I'm not sure how much of my opinion is swayed by my pride in "Southern Redneck makes good," but I would like to think that it is but a minor ingredient. I do have to tell you non-Southerners that we are sick of the stereotypes. Do I need to list famous Southern writers in order to make a point? I think the time for some pushback is damn well overdue. The Jewish Pulitzer Prize-winning editor of the major Arkansas paper does something every year that causes an uproar. Robert E. Lee's birthday is almost the same as MLK Day and he runs a story commemerating General Lee while letting another writer pen some homage to MLK. This pleases me mightily. I also get sick of stories about how flying the Confederate flag or wearing it on a t-shirt is somehow racist. If you feel comfortable wearing a t-shirt with Mao or Che on it and you feel this way, you should shut the fuck up. Did you see Lincoln? I wonder how many kids were shocked in 2013 to learn that the Democrats were the pro-slavery party? I've lived here all my life and I vividly remember Bull Conner and Lester Maddox and George Wallace. Right now, 22 of the 25 most dangerous districts in America are represented in Congress by Democrats. Most are in Detroit, Chicago, and Indianapolis. It is obvious to me that this monumental societal change began with LBJ's Great Society when we started paying women to have babies IF there was no father in the home. In the early 1900s, the illegitimate birth rate for Blacks in America was 25%. Now it is 75%. You couldn't destroy a culture quicker if it was your sole aim.
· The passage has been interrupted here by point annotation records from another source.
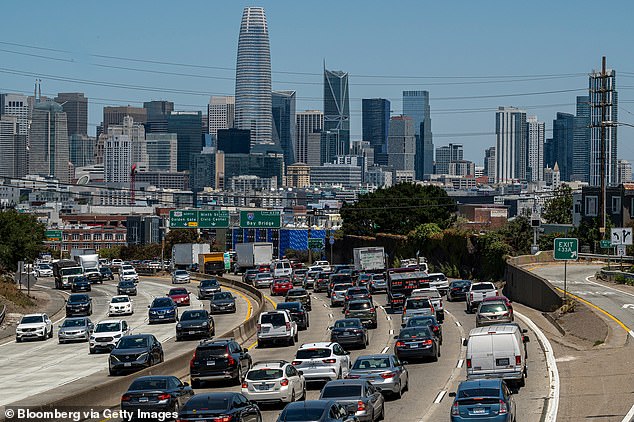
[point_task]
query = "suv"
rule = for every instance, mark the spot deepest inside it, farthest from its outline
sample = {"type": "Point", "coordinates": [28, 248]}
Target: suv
{"type": "Point", "coordinates": [217, 360]}
{"type": "Point", "coordinates": [322, 361]}
{"type": "Point", "coordinates": [276, 325]}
So I'm a little aggrieved here, but back to Ray. He moved here with Lisa and things were going well until one week when he was in Atlanta on film business... She suffered from a condition called idiopathic thrombocytopenic purpura (ITP), in which low levels of platelets keep blood from clotting and lead to bleeding and bruising. "I think that might have been part of the problem when she passed away because when I found her she had a purple look on her neck that looked like blood on the surface",her mom said.... Her mom had been unable to reach her on the phone and went to the house to find her dead. I am sure Ray blamed himself for not being there; it's the kind of guy he seems to be.
Ray plays the father of one of the two kids in "Mud." The leading role is played by Matthew McConaughey. In the female lead is Reese Witherspoon. It's a fairly small role for Witherspoon and I feel pretty sure that she wouldn't have taken such a bit part had she not been personal friends with Lisa and Ray. I don't know this for a fact. I'm just betting that it is true. It might seem, as with many Southern stories, that Place takes lead over Plot as the Central Character, much as with Beasts of the Southern Wild. Eudora Welty called it "a sense of place" and if you lived down here you might understand how strong it pulls at you.
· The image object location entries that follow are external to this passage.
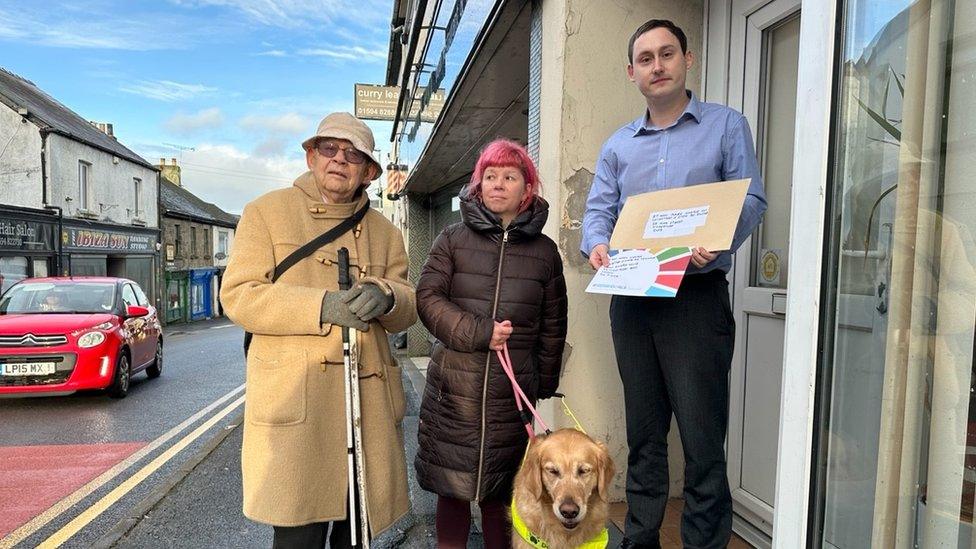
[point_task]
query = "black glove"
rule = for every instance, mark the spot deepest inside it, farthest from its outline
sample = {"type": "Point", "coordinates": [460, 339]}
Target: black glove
{"type": "Point", "coordinates": [370, 301]}
{"type": "Point", "coordinates": [335, 310]}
Sam Shepard shows up as another complicated father figure, and he gives the part his full attention.
In any case, Jeff Nichols has now made three memorable films: this one plus Shotgun Stories and Take Shelter. He is very, very good at what he does. And I, for one, am glad to be his neighbor.
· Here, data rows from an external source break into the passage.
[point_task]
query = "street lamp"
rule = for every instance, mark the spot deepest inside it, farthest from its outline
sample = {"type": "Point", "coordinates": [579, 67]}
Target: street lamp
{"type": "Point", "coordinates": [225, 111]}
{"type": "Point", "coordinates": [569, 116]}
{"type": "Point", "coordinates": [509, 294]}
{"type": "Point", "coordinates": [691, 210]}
I'm also quite proud that Ray has the best new TV show so far in 2013. He wrote, produced and directs Rectify on the Sundance network and it has just been renewed for a second season. It's loosely based on the story of Damien Echols, the one of the West Memphis Three who was sentenced to death in one of the worst miscarriages of justice I've ever seen in my life. This is a story that has been begging to be told, and Ray is doing a spot-on job with it so far. Highly recommended.